How AI is supercharging cybercrime
Add Axios as your preferred source to
see more of our stories on Google.
Illustration: Sarah Grillo/Axios
Artificial intelligence is quickly rewriting the playbook for crime, from cheap deepfake scams and AI-written ransomware to mass identity hijacks and critical-infrastructure hacks.
Why it matters: AI-supercharged crime is putting lives and financial systems at risk, vastly increasing the threat from cybersecurity incidents, such as those that targeted the Port of Seattle and Seattle Public Library last year.
Zoom in: While the recent attacks in Seattle don't appear to be explicitly AI-driven, they hint at the devastation possible if the same ransomware playbook is supercharged by AI — making intrusions faster, cheaper and harder to stop.
How it works: Off-the-shelf AI lowers the skill level and cost of carrying out attacks, enabling small crews to execute schemes that previously required nation-state resources.
- Crimes can now hit millions at once with voice clones and account takeovers, while local agencies are trained and funded to chase one case at a time.
Catch up quick: When Rhysida ransomware hit the Port of Seattle in August 2024, the attack disabled airport kiosks, baggage systems and Wi-Fi, while exposing data for roughly 90,000 people.

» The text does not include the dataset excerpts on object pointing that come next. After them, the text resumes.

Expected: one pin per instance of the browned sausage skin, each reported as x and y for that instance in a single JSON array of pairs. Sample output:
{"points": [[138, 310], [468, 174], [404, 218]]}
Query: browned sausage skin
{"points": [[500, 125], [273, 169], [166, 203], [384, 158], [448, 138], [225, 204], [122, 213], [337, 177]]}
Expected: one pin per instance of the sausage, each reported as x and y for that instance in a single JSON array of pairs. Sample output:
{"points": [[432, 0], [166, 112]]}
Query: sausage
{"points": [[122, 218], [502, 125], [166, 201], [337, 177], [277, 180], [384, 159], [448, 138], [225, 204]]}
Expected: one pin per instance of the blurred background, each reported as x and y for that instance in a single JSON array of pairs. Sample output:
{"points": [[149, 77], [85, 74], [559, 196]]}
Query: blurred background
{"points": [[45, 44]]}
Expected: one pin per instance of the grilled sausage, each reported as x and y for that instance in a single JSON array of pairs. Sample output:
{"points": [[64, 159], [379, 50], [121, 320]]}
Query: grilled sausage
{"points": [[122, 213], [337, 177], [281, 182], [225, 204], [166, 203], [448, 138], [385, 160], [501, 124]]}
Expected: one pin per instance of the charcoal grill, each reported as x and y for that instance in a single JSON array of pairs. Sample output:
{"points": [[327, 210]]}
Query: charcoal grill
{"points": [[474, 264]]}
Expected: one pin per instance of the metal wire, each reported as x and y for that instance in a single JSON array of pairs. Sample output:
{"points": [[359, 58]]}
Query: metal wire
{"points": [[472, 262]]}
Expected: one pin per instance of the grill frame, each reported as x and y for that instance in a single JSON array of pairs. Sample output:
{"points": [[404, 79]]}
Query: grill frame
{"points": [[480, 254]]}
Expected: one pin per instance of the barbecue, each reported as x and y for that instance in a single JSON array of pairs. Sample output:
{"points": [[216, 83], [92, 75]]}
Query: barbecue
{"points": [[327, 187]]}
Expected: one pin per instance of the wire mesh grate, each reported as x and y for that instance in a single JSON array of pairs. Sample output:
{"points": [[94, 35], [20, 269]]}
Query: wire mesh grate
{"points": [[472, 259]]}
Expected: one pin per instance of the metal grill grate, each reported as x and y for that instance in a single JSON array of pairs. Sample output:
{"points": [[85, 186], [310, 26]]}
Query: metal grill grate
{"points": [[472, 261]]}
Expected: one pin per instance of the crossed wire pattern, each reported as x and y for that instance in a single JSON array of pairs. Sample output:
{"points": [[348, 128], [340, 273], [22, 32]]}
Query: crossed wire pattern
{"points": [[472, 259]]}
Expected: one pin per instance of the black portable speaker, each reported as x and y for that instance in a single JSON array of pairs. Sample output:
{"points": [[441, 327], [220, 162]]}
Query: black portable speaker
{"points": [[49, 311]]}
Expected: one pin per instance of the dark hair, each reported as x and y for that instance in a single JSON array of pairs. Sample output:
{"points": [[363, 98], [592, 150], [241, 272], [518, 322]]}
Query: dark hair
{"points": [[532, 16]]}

- About two months earlier, the Seattle Public Library suffered a ransomware attack that wiped out its catalog, computers, Wi-Fi and e-books for roughly three months.
- The port said it refused to pay ransom and had restored most operations within a week. The library said recovery cost about $1 million.
Zoom in: AI can create automations to "lock pick" into a system millions of times per second, something humans can't do, futurist Ian Khan tells Axios.
- Once inside, hackers can then use AI to steal identities, pump and dump stocks and cause havoc to water plants, smart homes and hospitals.
- The attacks can come from across the street to the other side of the world, said futurist Marc Goodman, author of "Future Crimes: Inside the Digital Underground and the Battle for Our Connected World."
- Deep fake voices can persuade victims to hand over money, or stolen identities could lead to voter fraud and false arrests.
The latest: Chinese state-backed hackers used AI tools from Anthropic to automate breaches of major companies and foreign governments during a September cyber campaign, the company said this month.
- "We believe this is the first documented case of a large-scale cyberattack executed without substantial human intervention," the company said in a statement.
State of play: Generative AI has increased the speed and scale of synthetic-identity fraud, especially across real-time payment rails, according to the Federal Reserve Bank of Boston.
- A deepfake attack occurred every five minutes globally in 2024, while digital-document forgeries jumped 244% year-over-year, the Entrust Cybersecurity Institute found in a report.
- U.S. losses from fraud that relies on generative AI are projected to reach $40 billion by 2027, according to the Deloitte Center for Financial Services.
What's next: Federal and state lawmakers — including in Washington — are scrambling to catch up, rolling out new laws to curb AI-driven cybercrime.
- Washington state now criminalizes harmful deepfakes and requires labels on synthetic political ads.
- Congress, meanwhile, has passed the TAKE IT DOWN Act and is weighing broader protections, including a bill backed by U.S. Sen. Maria Cantwell (D-Washington) that would require a traceable marker on AI-generated content.